Importantly, shareholders who have already tendered their shares are not required to take any further action as a result of the extension. Their previously submitted tenders remain valid and will continue to be counted toward the overall total unless they choose to withdraw their shares in accordance with the terms of the offer.
The acquisition of Arcellx aligns with Gilead’s broader strategic focus on expanding its oncology portfolio, particularly in the area of cell therapies. Arcellx is known for its innovative approach to engineered cell therapies, including its work on next-generation CAR-T treatments designed to improve efficacy and safety profiles. The company’s lead program, anito-cel, has generated significant interest within the oncology community due to its potential in treating hematologic malignancies.

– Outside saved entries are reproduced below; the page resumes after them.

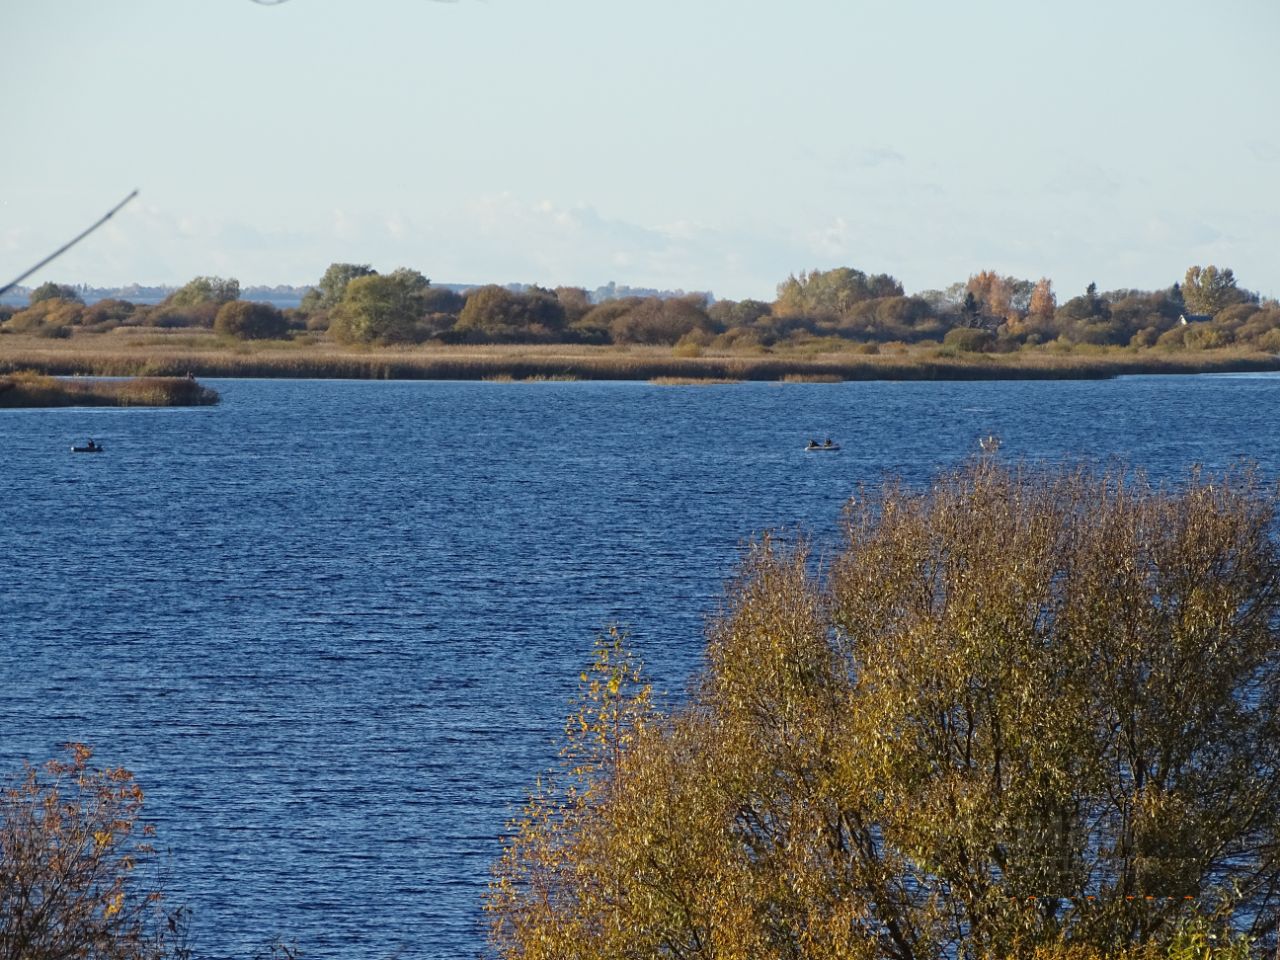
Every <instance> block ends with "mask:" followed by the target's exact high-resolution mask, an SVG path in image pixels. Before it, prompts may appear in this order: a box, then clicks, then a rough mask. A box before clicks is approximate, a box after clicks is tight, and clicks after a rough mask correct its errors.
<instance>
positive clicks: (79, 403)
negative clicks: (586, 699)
mask: <svg viewBox="0 0 1280 960" xmlns="http://www.w3.org/2000/svg"><path fill="white" fill-rule="evenodd" d="M212 403H218V392H216V390H212V389H210V388H207V387H201V385H200V384H198V383H196V381H195V380H188V379H187V378H184V376H143V378H138V379H134V380H88V379H86V380H59V379H55V378H52V376H46V375H44V374H36V372H18V374H12V375H9V376H0V407H10V408H14V407H202V406H209V404H212Z"/></svg>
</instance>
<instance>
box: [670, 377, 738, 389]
mask: <svg viewBox="0 0 1280 960" xmlns="http://www.w3.org/2000/svg"><path fill="white" fill-rule="evenodd" d="M649 383H652V384H654V385H655V387H717V385H723V384H735V383H742V381H741V380H712V379H707V378H696V376H655V378H653V379H652V380H650V381H649Z"/></svg>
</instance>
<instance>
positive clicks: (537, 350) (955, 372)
mask: <svg viewBox="0 0 1280 960" xmlns="http://www.w3.org/2000/svg"><path fill="white" fill-rule="evenodd" d="M133 339H134V340H140V342H141V340H142V339H143V338H141V337H137V338H133ZM145 339H146V343H145V344H142V343H140V344H138V346H134V344H133V343H131V342H129V338H123V337H122V338H116V337H111V335H101V334H88V335H76V337H72V338H69V339H63V340H49V339H37V338H33V337H23V335H14V334H9V335H4V337H0V372H4V371H13V370H20V369H31V370H36V371H40V372H44V374H54V375H73V374H82V375H91V376H92V375H96V376H170V378H172V376H179V378H182V376H186V375H187V374H195V375H198V376H227V378H257V376H261V378H302V379H365V380H486V379H488V380H512V381H513V380H566V379H572V380H641V381H654V380H659V379H664V380H700V381H701V380H713V381H714V380H719V381H724V380H773V381H777V380H783V381H788V383H800V381H803V383H836V381H841V380H993V379H1037V380H1039V379H1105V378H1110V376H1117V375H1123V374H1198V372H1230V371H1271V370H1280V357H1276V356H1274V355H1268V353H1248V352H1239V351H1230V349H1220V351H1219V349H1215V351H1180V352H1169V351H1157V349H1143V351H1135V349H1125V348H1115V349H1101V348H1098V349H1079V351H1074V352H1070V353H1064V352H1060V351H1050V349H1023V351H1019V352H1016V353H955V355H950V356H948V355H945V353H943V355H940V353H938V351H936V349H929V348H927V347H916V348H911V349H909V351H908V352H893V353H887V352H886V353H874V355H864V353H851V352H847V351H838V352H837V351H832V352H828V353H806V355H790V353H788V352H787V351H786V347H780V348H778V349H776V351H774V352H767V353H750V355H746V353H727V352H721V353H717V352H712V351H708V352H704V353H703V356H699V357H676V356H672V353H671V351H669V348H662V347H589V346H571V344H535V346H512V344H506V346H480V347H476V346H438V344H429V346H417V347H388V348H353V347H343V346H339V344H334V343H329V342H321V343H308V344H302V346H297V347H288V346H284V342H282V343H280V344H271V346H261V344H252V346H246V344H237V348H236V349H234V351H233V349H232V348H229V347H228V346H227V344H225V343H224V342H220V340H219V339H218V338H215V337H212V335H210V337H207V338H206V339H205V342H204V343H201V339H200V338H198V337H192V335H189V334H186V335H183V337H182V338H180V339H175V342H173V343H166V342H164V339H163V337H157V335H156V334H155V333H154V332H152V333H150V334H148V335H147V337H146V338H145Z"/></svg>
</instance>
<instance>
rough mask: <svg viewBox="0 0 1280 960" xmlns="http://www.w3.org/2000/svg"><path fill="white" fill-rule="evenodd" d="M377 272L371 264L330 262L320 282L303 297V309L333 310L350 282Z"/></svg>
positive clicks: (312, 311)
mask: <svg viewBox="0 0 1280 960" xmlns="http://www.w3.org/2000/svg"><path fill="white" fill-rule="evenodd" d="M376 273H378V271H376V270H374V268H372V266H370V265H369V264H329V266H328V269H326V270H325V271H324V276H321V278H320V283H317V284H316V285H315V287H312V288H311V289H310V291H307V292H306V294H305V296H303V297H302V310H303V311H306V312H308V314H310V312H314V311H316V310H333V308H334V307H335V306H338V303H340V302H342V296H343V294H344V293H346V292H347V284H348V283H351V282H352V280H355V279H356V278H357V276H371V275H372V274H376Z"/></svg>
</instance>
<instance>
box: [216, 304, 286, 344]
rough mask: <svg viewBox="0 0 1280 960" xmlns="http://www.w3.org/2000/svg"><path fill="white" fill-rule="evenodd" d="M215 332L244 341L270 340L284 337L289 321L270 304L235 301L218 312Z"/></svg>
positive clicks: (225, 304)
mask: <svg viewBox="0 0 1280 960" xmlns="http://www.w3.org/2000/svg"><path fill="white" fill-rule="evenodd" d="M214 330H215V332H216V333H220V334H225V335H228V337H238V338H239V339H242V340H269V339H276V338H280V337H284V335H285V334H287V333H288V330H289V321H288V320H285V319H284V314H282V312H280V311H279V308H278V307H274V306H271V305H270V303H255V302H251V301H247V300H233V301H232V302H230V303H223V306H221V307H220V308H219V310H218V316H216V317H214Z"/></svg>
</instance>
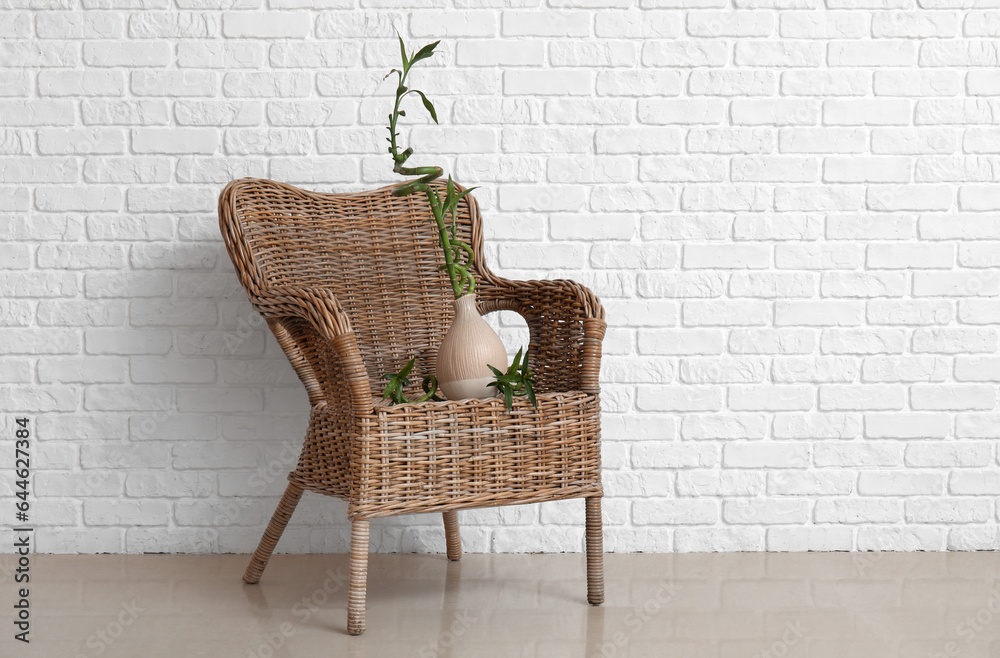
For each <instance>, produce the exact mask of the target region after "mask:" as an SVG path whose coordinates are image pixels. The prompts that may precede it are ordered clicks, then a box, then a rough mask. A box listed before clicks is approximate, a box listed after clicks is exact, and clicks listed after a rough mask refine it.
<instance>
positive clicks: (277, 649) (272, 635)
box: [244, 567, 349, 658]
mask: <svg viewBox="0 0 1000 658" xmlns="http://www.w3.org/2000/svg"><path fill="white" fill-rule="evenodd" d="M348 582H349V576H348V574H347V572H346V571H345V570H344V569H343V568H342V567H340V568H338V569H337V570H336V571H333V570H331V569H327V570H326V579H325V580H324V581H323V584H322V585H320V586H319V587H317V588H316V589H315V590H313V592H312V593H311V594H309V595H307V596H303V597H302V598H301V599H299V600H298V601H296V602H295V604H294V605H293V606H292V608H291V612H292V616H293V617H294V618H295V622H292V621H283V622H281V623H280V624H278V626H277V628H275V629H274V630H270V631H263V632H262V633H261V634H260V636H259V638H258V641H257V645H256V646H254V647H251V648H249V649H247V652H246V654H245V655H244V658H273V657H274V656H278V655H285V654H284V653H283V652H282V653H278V652H280V651H281V649H282V647H284V646H285V644H286V643H287V642H288V639H289V638H290V637H292V636H294V635H295V634H296V633H298V631H299V628H300V627H301V626H303V625H304V624H306V623H308V622H309V620H310V619H312V616H313V615H314V614H316V613H317V612H319V611H320V610H322V609H323V607H322V606H325V605H326V603H327V602H328V601H329V600H330V597H331V596H332V595H334V594H336V593H338V592H339V591H340V590H341V589H343V587H344V585H346V584H347V583H348ZM248 587H257V585H248Z"/></svg>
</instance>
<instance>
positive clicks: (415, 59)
mask: <svg viewBox="0 0 1000 658" xmlns="http://www.w3.org/2000/svg"><path fill="white" fill-rule="evenodd" d="M439 43H441V41H435V42H434V43H429V44H427V45H426V46H424V47H423V48H421V49H420V50H418V51H417V54H416V55H414V56H413V59H411V60H410V66H413V64H415V63H416V62H419V61H420V60H422V59H427V58H428V57H430V56H431V55H433V54H434V48H435V47H436V46H437V45H438V44H439Z"/></svg>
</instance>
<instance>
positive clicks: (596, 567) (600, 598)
mask: <svg viewBox="0 0 1000 658" xmlns="http://www.w3.org/2000/svg"><path fill="white" fill-rule="evenodd" d="M586 500H587V602H588V603H590V604H591V605H601V604H602V603H604V534H603V531H602V525H601V499H600V498H587V499H586Z"/></svg>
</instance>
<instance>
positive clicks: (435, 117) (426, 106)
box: [413, 89, 438, 123]
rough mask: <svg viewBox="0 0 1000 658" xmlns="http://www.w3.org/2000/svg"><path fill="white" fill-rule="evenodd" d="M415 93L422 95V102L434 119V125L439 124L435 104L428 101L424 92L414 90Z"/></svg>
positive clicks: (421, 95) (427, 110)
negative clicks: (437, 117)
mask: <svg viewBox="0 0 1000 658" xmlns="http://www.w3.org/2000/svg"><path fill="white" fill-rule="evenodd" d="M413 91H415V92H417V93H418V94H420V100H421V101H423V103H424V107H425V108H427V111H428V112H430V115H431V118H432V119H434V123H437V122H438V121H437V111H436V110H435V109H434V104H433V103H431V102H430V101H429V100H427V97H426V96H424V92H422V91H419V90H417V89H414V90H413Z"/></svg>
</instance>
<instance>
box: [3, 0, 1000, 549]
mask: <svg viewBox="0 0 1000 658" xmlns="http://www.w3.org/2000/svg"><path fill="white" fill-rule="evenodd" d="M266 4H267V5H268V6H267V7H265V3H264V2H263V0H183V1H179V2H178V3H177V6H178V7H179V8H180V9H174V8H173V6H172V3H169V2H168V1H167V0H142V1H139V0H134V1H133V0H81V1H80V2H78V1H77V0H8V1H7V2H4V3H3V7H4V9H0V19H2V20H0V39H2V40H0V96H2V97H3V98H0V238H2V247H0V325H2V328H0V334H2V340H0V353H2V357H0V358H2V367H0V408H2V410H3V414H4V415H3V419H4V420H3V422H4V423H5V424H4V425H3V426H2V427H0V430H2V431H3V436H7V437H9V436H10V434H11V430H10V422H11V418H12V417H13V415H14V414H25V415H28V416H29V417H31V418H32V419H33V421H34V428H35V430H36V436H37V438H38V442H37V443H36V444H35V455H34V463H33V466H34V468H35V477H34V483H33V485H34V488H35V491H36V492H37V496H38V499H37V503H36V506H35V508H34V509H35V512H36V518H35V519H34V520H35V522H36V523H37V524H38V525H39V526H40V527H41V531H40V533H39V538H38V548H39V550H41V551H51V552H92V551H109V552H122V551H124V552H142V551H192V552H232V551H239V552H247V551H251V550H252V549H253V548H254V546H255V545H256V542H257V540H258V539H259V537H260V534H261V532H262V530H263V524H264V523H265V522H266V519H267V518H268V516H269V515H270V513H271V511H272V510H273V508H274V505H275V503H276V500H277V496H279V495H280V493H281V491H282V489H283V485H284V476H285V473H286V472H287V471H288V470H289V468H290V467H291V466H292V465H293V463H294V461H295V458H296V455H297V450H298V445H299V443H300V441H301V436H302V433H303V430H304V429H305V424H306V412H307V403H306V396H305V393H304V391H303V390H302V387H301V385H300V384H299V383H298V381H297V380H296V379H295V377H294V374H293V373H292V371H291V369H290V368H289V366H288V364H287V362H286V361H285V359H284V357H283V355H282V354H281V352H280V350H279V349H278V347H277V345H276V343H275V342H274V340H273V339H272V338H271V337H270V335H269V334H266V333H265V331H264V327H263V325H262V323H261V322H260V319H259V317H258V316H256V314H255V313H254V312H252V310H251V309H250V307H249V305H248V304H247V302H246V299H245V296H244V293H243V291H242V289H241V288H240V287H239V285H238V284H237V281H236V279H235V277H234V276H233V274H232V269H231V267H230V264H229V260H228V258H227V257H226V255H225V253H224V250H223V247H222V243H221V240H220V237H219V235H218V229H217V225H216V219H215V214H214V213H215V202H216V198H217V195H218V193H219V191H220V190H221V188H222V186H223V185H224V183H225V182H227V181H228V180H230V179H232V178H236V177H241V176H270V177H273V178H276V179H280V180H283V181H287V182H290V183H293V184H300V185H303V186H306V187H310V188H315V189H322V190H334V191H356V190H362V189H369V188H374V187H376V186H380V185H383V184H385V183H387V182H391V181H394V180H399V179H398V178H396V177H394V176H393V175H392V174H391V170H390V160H389V158H388V157H387V155H386V154H385V153H384V148H385V146H384V141H383V137H384V133H385V128H384V125H383V122H384V120H385V116H386V114H387V113H388V111H389V107H390V102H391V96H390V95H389V94H390V92H391V89H390V87H391V85H390V84H389V83H384V84H381V83H380V81H381V79H382V76H383V75H384V73H385V72H386V71H387V70H388V69H389V68H390V67H391V66H394V65H395V64H396V61H397V58H398V48H397V45H396V42H395V38H394V32H393V27H394V26H395V27H397V28H398V29H399V30H400V32H401V33H403V34H404V35H405V36H406V38H407V41H408V42H409V44H410V45H411V47H412V46H417V45H422V44H423V43H426V42H429V41H431V40H434V39H437V38H441V39H443V40H444V41H443V42H442V45H441V47H440V48H439V54H438V55H436V56H435V57H434V58H433V59H432V60H430V61H429V62H428V63H427V64H426V65H425V64H421V65H420V68H419V70H418V71H416V72H415V73H414V76H415V77H414V80H413V82H414V84H415V85H416V86H418V87H419V88H421V89H424V90H425V91H427V92H428V94H429V95H430V96H431V98H432V99H433V100H434V101H435V102H436V104H437V108H438V113H439V115H440V116H441V118H442V125H441V126H433V125H429V119H427V118H426V117H425V116H424V115H423V113H422V111H420V110H419V108H418V107H417V106H414V107H413V108H412V109H413V111H412V112H411V113H410V114H411V116H409V117H407V118H406V120H405V124H404V128H403V130H404V135H405V136H404V142H406V143H412V144H413V146H414V148H415V149H416V150H417V153H418V158H417V159H418V160H419V161H420V162H421V163H427V162H433V163H440V164H442V165H444V166H445V169H446V170H447V171H449V172H452V173H453V174H454V175H455V177H456V178H457V179H458V180H459V181H461V182H462V183H464V184H466V185H479V186H481V187H480V189H479V190H477V192H476V196H477V198H478V199H479V201H480V203H481V205H482V206H483V209H484V213H485V215H486V218H487V236H488V242H489V257H490V259H491V260H492V262H493V265H494V266H495V267H496V269H497V270H498V271H500V272H501V273H503V274H504V275H507V276H510V277H516V278H530V277H539V276H541V277H571V278H574V279H577V280H580V281H583V282H585V283H587V284H588V285H590V286H591V287H593V288H594V289H595V290H596V292H597V293H598V294H599V295H601V297H602V298H603V300H604V302H605V304H606V306H607V309H608V314H609V319H610V324H611V326H610V328H609V331H608V337H607V341H606V343H605V354H606V356H605V369H604V373H603V382H604V391H605V394H604V405H605V411H606V413H605V418H604V428H605V432H604V436H605V445H604V447H605V452H604V464H605V486H606V491H607V497H606V498H605V507H604V509H605V522H606V541H607V546H608V547H609V549H610V550H614V551H654V550H660V551H662V550H667V551H669V550H675V551H692V550H765V549H768V550H793V551H799V550H851V549H854V550H878V549H895V550H917V549H946V548H950V549H963V550H965V549H989V548H994V549H995V548H1000V534H998V527H1000V526H998V521H997V519H998V517H997V514H998V511H1000V510H998V508H997V504H996V497H997V495H998V494H1000V466H998V463H997V452H996V448H995V439H996V438H997V436H998V435H1000V409H998V406H997V386H998V383H1000V357H998V355H997V350H998V335H997V324H998V323H1000V213H998V211H1000V185H998V181H1000V127H998V126H1000V75H998V73H997V68H996V67H997V65H998V64H1000V46H998V45H997V44H998V42H997V40H996V38H997V37H998V36H1000V2H998V1H997V0H979V1H977V2H970V1H968V0H894V1H893V2H881V1H879V2H873V1H871V0H828V1H827V2H826V6H824V5H823V3H822V2H821V1H820V0H735V1H734V2H733V3H729V2H728V1H727V0H598V1H596V2H595V1H591V0H576V1H574V0H561V1H559V2H554V1H553V2H549V3H543V2H541V0H519V1H518V2H509V1H508V2H500V1H497V0H454V2H451V1H447V0H441V1H440V2H435V3H426V2H420V1H419V0H377V1H376V0H324V1H323V2H319V3H316V2H305V1H303V0H282V1H281V2H276V1H275V0H272V1H271V2H269V3H266ZM431 4H433V5H435V8H434V9H428V8H427V6H428V5H431ZM543 5H550V6H543ZM973 6H974V7H975V8H974V9H972V8H971V7H973ZM502 333H503V334H504V337H505V338H506V339H507V341H508V343H509V344H510V346H511V347H512V348H516V343H517V342H519V341H522V340H524V331H523V330H522V329H520V328H518V326H517V325H516V324H508V325H506V326H505V327H504V329H503V332H502ZM9 460H10V455H8V454H7V453H6V452H5V454H4V457H3V464H4V468H7V469H9V467H10V466H11V464H9ZM11 480H12V477H11V475H10V474H9V470H8V473H5V474H4V476H3V478H0V481H2V482H3V484H2V489H0V490H2V491H4V492H5V494H8V497H9V494H10V492H11V489H12V486H13V485H11V484H10V482H11ZM344 512H345V507H344V505H343V504H342V503H341V502H339V501H335V500H332V499H328V498H325V497H320V496H312V495H310V496H307V497H306V499H305V500H304V502H303V503H302V504H301V505H300V507H299V510H298V511H297V513H296V516H295V519H294V522H293V523H292V525H291V526H290V527H289V529H288V530H287V532H286V533H285V536H284V538H283V540H282V543H281V545H280V547H279V548H280V550H284V551H293V552H305V551H344V550H346V547H347V540H348V526H347V524H346V522H345V517H344ZM582 520H583V505H582V503H581V502H580V501H571V502H565V503H559V504H547V505H543V506H529V507H521V508H506V509H495V510H482V511H476V512H469V513H465V514H463V523H464V525H465V527H466V530H465V539H466V548H467V550H471V551H491V550H492V551H537V550H553V551H560V550H578V549H580V548H581V546H582V537H583V527H582ZM373 533H374V534H373V537H374V545H375V547H376V549H377V550H380V551H400V550H402V551H413V550H416V551H423V550H442V548H443V540H442V535H441V529H440V519H439V517H438V516H437V515H432V516H417V517H404V518H399V519H394V520H389V521H384V522H379V523H377V524H375V527H374V528H373Z"/></svg>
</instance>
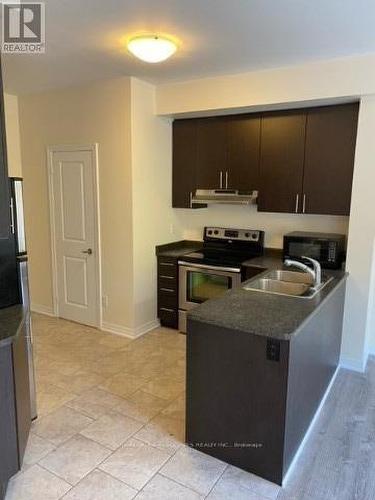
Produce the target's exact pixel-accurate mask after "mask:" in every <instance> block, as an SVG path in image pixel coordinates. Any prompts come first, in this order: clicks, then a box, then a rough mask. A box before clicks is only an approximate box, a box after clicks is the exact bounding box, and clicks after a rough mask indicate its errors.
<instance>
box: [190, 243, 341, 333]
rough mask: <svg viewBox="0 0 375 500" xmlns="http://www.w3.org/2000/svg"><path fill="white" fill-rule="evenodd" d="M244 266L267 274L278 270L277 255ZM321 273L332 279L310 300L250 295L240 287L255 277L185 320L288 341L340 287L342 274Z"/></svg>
mask: <svg viewBox="0 0 375 500" xmlns="http://www.w3.org/2000/svg"><path fill="white" fill-rule="evenodd" d="M244 265H247V266H252V267H253V266H257V267H261V268H263V269H266V270H267V271H269V270H270V269H275V268H278V269H281V268H283V262H282V258H281V252H280V251H276V252H275V251H272V250H271V251H266V252H265V255H264V256H263V257H257V258H255V259H251V260H249V261H247V262H246V263H245V264H244ZM264 272H265V271H264ZM324 274H325V275H327V276H329V277H332V278H333V279H332V280H331V281H330V282H329V283H328V284H327V285H326V286H325V287H324V288H323V289H322V290H321V291H320V292H318V293H317V294H316V295H315V297H314V298H312V299H303V298H299V297H287V296H283V295H275V294H268V293H262V292H254V291H250V290H244V289H243V288H242V286H243V285H244V284H245V283H250V282H251V281H252V280H253V279H256V278H257V277H259V276H260V274H259V275H258V276H257V277H255V278H251V279H250V280H248V281H247V282H245V283H243V284H242V286H241V287H239V288H236V289H233V290H229V291H228V292H226V293H225V294H224V295H222V296H221V297H218V298H217V299H212V300H209V301H207V302H205V303H203V304H201V305H200V306H199V307H197V308H196V309H193V310H192V311H190V312H189V313H188V319H192V320H196V321H200V322H203V323H211V324H215V325H218V326H221V327H226V328H230V329H232V330H238V331H241V332H245V333H251V334H254V335H261V336H264V337H272V338H276V339H280V340H290V339H291V338H292V337H293V336H294V335H296V334H298V332H299V331H300V329H301V327H302V326H303V325H304V324H305V322H306V321H308V320H309V319H310V318H311V316H312V315H314V314H316V313H317V312H318V311H319V309H320V306H321V305H322V304H323V303H324V302H325V300H326V299H327V297H328V296H329V295H330V294H332V293H334V291H335V290H336V289H337V288H338V287H339V286H341V285H343V284H344V282H345V280H346V277H347V274H346V273H345V272H344V271H328V270H324Z"/></svg>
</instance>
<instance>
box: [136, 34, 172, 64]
mask: <svg viewBox="0 0 375 500" xmlns="http://www.w3.org/2000/svg"><path fill="white" fill-rule="evenodd" d="M127 45H128V50H129V52H131V53H132V54H133V55H134V56H135V57H138V59H141V60H142V61H145V62H149V63H158V62H162V61H165V60H166V59H168V57H171V56H172V55H173V54H174V53H175V52H176V50H177V45H176V43H175V42H174V41H173V40H171V39H170V38H166V37H164V36H157V35H146V36H145V35H142V36H135V37H133V38H131V39H130V40H129V41H128V44H127Z"/></svg>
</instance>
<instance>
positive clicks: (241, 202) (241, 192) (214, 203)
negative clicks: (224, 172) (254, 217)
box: [191, 189, 258, 208]
mask: <svg viewBox="0 0 375 500" xmlns="http://www.w3.org/2000/svg"><path fill="white" fill-rule="evenodd" d="M257 198H258V191H250V192H244V191H238V190H236V189H197V190H196V192H195V194H193V195H192V196H191V206H192V208H194V207H198V206H199V207H202V206H208V205H214V204H221V203H222V204H226V205H255V204H256V202H257Z"/></svg>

By pursuing this acquisition, Gilead aims to strengthen its position in the rapidly evolving field of cancer immunotherapy, building on its existing capabilities and pipeline. The inclusion of a CVR tied to anito-cel’s commercial success reflects confidence in the therapy’s long-term potential while also managing risk in a highly competitive and dynamic market.
The extension of the tender offer may also provide an opportunity for further engagement with shareholders, analysts, and other stakeholders as they assess the value proposition of the deal. Factors influencing shareholder decisions may include the upfront cash premium, the potential upside associated with the CVR, and broader market conditions affecting biotechnology valuations.
For shareholders seeking additional information or assistance with the tender process, Gilead has designated Innisfree M&A Incorporated as the information agent for the transaction. The firm is available to address questions and provide guidance regarding the mechanics of tendering shares, ensuring that investors have access to the resources needed to make informed decisions.
Overall, the extension of the tender offer represents a routine but important step in the acquisition process, allowing additional time to secure the necessary level of shareholder participation and complete regulatory requirements. As the revised deadline approaches, market participants will be closely monitoring tender levels and any further developments related to the transaction.
In conclusion, Gilead Sciences’ decision to extend its tender offer for Arcellx reflects both the complexity and strategic importance of the deal. With a compelling combination of upfront cash consideration and performance-based upside, the offer seeks to balance immediate value with future potential. As the companies move closer to a potential closing in the second quarter of 2026, the outcome of the tender process will play a निर्ण role in determining the next phase of this significant biopharmaceutical acquisition.
About Gilead Sciences
Gilead Sciences, Inc. is a biopharmaceutical company that has pursued and achieved breakthroughs in medicine for more than three decades, with the goal of creating a healthier world for all people. The company is committed to advancing innovative medicines to prevent and treat life-threatening diseases, including HIV, viral hepatitis, COVID-19, and cancer. In 2025, Gilead announced a planned $32 billion investment to further strengthen its U.S. footprint to power the next era of discovery, job creation and public health preparedness – while continuing to invest globally to ensure patients everywhere benefit from its scientific innovation. Gilead operates in more than 35 countries worldwide, with headquarters in Foster City, Calif.